Head of Design: Day One

Congratulations. Here you are.

Head of Design.

Maybe your brand new email signature says “Vice President”. Maybe it says “Chief”. But what it clearly says is this: You have arrived. You’re a design executive.

But wait a minute. What does that even mean?

The two words seem to come from different worlds. Design: creative, exploratory, sometimes a little chaotic. Executive: analytical, rational, very very orderly. How can you be both? Have you ever seen anyone be both?

You can probably name some famous design executives. You’ve probably already thought of Jony Ive, whose design leadership (and ability to work with Steve Jobs) made him crucial to Apple’s renaissance in the 2000s. You may also know about Claudia Kotchka, who played a similar role in helping turn around the consumer goods giant Procter and Gamble as their first design executive around the same time. And then there’s Dieter Rams, who practically defined the foundations of modern industrial design while he was head of design for Braun for more than 30 years.

But those examples stand out precisely for their rarity. Design executive success stories are hard to find because design executives are hard to find—and nowhere more so than in digital product design. Ive, Kotchka, and Rams became design executives through the design of physical products, an area with a century-plus body of knowledge and established best practices in the world of manufacturing. That’s not what digital product design looks like today.

Digital product development is new. Digital product design is newer. Digital product design executive leadership, well, that’s the newest of all.

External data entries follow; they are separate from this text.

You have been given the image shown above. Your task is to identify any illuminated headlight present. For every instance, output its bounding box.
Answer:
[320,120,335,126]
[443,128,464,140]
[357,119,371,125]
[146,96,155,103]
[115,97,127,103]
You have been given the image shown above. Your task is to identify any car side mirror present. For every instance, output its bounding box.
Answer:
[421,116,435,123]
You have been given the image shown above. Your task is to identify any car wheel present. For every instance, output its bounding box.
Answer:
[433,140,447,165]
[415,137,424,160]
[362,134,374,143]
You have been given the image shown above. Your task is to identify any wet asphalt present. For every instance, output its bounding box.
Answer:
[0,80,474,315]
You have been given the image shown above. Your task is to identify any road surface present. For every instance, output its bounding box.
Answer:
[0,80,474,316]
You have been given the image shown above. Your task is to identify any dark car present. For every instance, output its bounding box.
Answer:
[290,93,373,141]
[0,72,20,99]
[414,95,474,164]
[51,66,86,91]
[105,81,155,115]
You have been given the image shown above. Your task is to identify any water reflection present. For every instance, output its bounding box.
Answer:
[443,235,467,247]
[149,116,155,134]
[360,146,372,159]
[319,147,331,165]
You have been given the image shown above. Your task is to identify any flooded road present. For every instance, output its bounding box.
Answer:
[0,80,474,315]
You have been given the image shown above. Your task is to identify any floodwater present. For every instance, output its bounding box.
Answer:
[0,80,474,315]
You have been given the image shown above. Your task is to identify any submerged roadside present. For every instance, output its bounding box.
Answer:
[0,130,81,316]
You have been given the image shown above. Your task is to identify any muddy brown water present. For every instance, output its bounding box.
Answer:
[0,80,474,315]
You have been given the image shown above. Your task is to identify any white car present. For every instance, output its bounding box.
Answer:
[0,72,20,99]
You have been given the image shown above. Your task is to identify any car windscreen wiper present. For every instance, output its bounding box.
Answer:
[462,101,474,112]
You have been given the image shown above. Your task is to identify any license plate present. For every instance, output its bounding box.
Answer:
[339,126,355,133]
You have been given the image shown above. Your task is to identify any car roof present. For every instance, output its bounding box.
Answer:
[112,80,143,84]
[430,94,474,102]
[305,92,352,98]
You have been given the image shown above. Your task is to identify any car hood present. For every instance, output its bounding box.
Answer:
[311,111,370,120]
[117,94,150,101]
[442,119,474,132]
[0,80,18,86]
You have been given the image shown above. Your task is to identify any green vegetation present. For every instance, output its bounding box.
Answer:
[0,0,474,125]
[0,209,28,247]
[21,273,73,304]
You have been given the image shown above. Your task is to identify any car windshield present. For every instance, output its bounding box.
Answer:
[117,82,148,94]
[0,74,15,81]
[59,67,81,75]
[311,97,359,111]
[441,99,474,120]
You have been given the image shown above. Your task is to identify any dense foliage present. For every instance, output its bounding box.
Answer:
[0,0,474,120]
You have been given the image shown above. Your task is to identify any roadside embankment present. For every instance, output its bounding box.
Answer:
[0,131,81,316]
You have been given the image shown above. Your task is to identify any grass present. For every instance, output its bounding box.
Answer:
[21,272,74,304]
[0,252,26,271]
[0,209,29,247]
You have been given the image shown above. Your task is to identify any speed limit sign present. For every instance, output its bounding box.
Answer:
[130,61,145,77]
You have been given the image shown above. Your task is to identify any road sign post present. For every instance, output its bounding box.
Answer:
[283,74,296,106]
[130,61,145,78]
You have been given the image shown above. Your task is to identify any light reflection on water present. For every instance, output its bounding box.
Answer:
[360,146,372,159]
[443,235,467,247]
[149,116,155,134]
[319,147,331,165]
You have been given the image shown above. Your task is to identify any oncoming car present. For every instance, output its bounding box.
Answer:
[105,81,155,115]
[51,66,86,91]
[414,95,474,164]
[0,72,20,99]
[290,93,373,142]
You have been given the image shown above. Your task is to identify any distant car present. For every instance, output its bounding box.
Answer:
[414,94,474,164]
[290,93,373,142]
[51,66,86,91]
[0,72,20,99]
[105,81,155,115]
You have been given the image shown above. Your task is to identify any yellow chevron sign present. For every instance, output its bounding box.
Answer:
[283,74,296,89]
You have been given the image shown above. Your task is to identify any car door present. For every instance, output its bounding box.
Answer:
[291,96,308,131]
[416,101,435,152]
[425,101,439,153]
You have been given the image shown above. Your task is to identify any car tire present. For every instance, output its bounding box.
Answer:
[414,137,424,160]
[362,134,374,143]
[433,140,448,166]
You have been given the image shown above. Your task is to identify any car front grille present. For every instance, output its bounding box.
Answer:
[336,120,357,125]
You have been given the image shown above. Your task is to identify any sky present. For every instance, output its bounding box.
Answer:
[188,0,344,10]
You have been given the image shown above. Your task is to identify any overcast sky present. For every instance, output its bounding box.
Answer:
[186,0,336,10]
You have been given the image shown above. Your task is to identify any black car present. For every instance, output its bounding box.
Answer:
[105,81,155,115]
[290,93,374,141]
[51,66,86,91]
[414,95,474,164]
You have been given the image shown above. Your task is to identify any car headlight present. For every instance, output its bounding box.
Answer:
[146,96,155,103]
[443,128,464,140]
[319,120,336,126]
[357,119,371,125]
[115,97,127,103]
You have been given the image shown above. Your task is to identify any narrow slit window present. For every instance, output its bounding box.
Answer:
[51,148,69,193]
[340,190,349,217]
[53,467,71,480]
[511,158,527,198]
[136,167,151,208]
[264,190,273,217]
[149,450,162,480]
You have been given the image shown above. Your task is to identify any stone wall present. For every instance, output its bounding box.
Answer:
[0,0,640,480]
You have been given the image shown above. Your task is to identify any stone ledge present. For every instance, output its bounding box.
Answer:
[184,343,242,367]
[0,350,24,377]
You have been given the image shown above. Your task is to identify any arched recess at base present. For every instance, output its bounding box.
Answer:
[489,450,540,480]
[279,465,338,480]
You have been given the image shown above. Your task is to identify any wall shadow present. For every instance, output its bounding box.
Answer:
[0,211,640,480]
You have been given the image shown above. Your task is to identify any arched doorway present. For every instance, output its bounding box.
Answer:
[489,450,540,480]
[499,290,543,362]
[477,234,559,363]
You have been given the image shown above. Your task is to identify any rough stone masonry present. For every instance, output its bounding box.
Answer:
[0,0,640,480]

People find their way into design leadership by many paths, but broadly speaking, the chances are low that you’ve even worked in an organization with executive design leadership before finding your way into the role. (Neither Ive nor Kotchka had, by the way.) That chances that you’ve worked in an organization with a mature approach to executive design leadership are even lower. If you’re feeling like you don’t know what this job looks like, it’s probably because you’ve never seen it done.

Or if you have, you haven’t seen it done well. Any design executive you have seen has had even fewer models to draw on than you did. As a result, many of them went looking for models outside design. They modeled themselves on the style of marketing leaders or sales leaders they had seen be successful with the persuasive tactics a design leader needs. They modeled themselves on their partners in product and engineering, in their efforts to demonstrate their ability to get things done. Or they modeled themselves on captains of industry like Intel’s Andy Grove or GE’s Jack Welch. And they struggled when those models didn’t fit the needs of design.

The models to follow are few and far between because few have been where you’re going. There won’t be a formula. There won’t be a roadmap. Uncertainty abounds, and will continue to.

What are you going to do about it?

Because through all this uncertainty, this much is certain: it’s going to be up to you.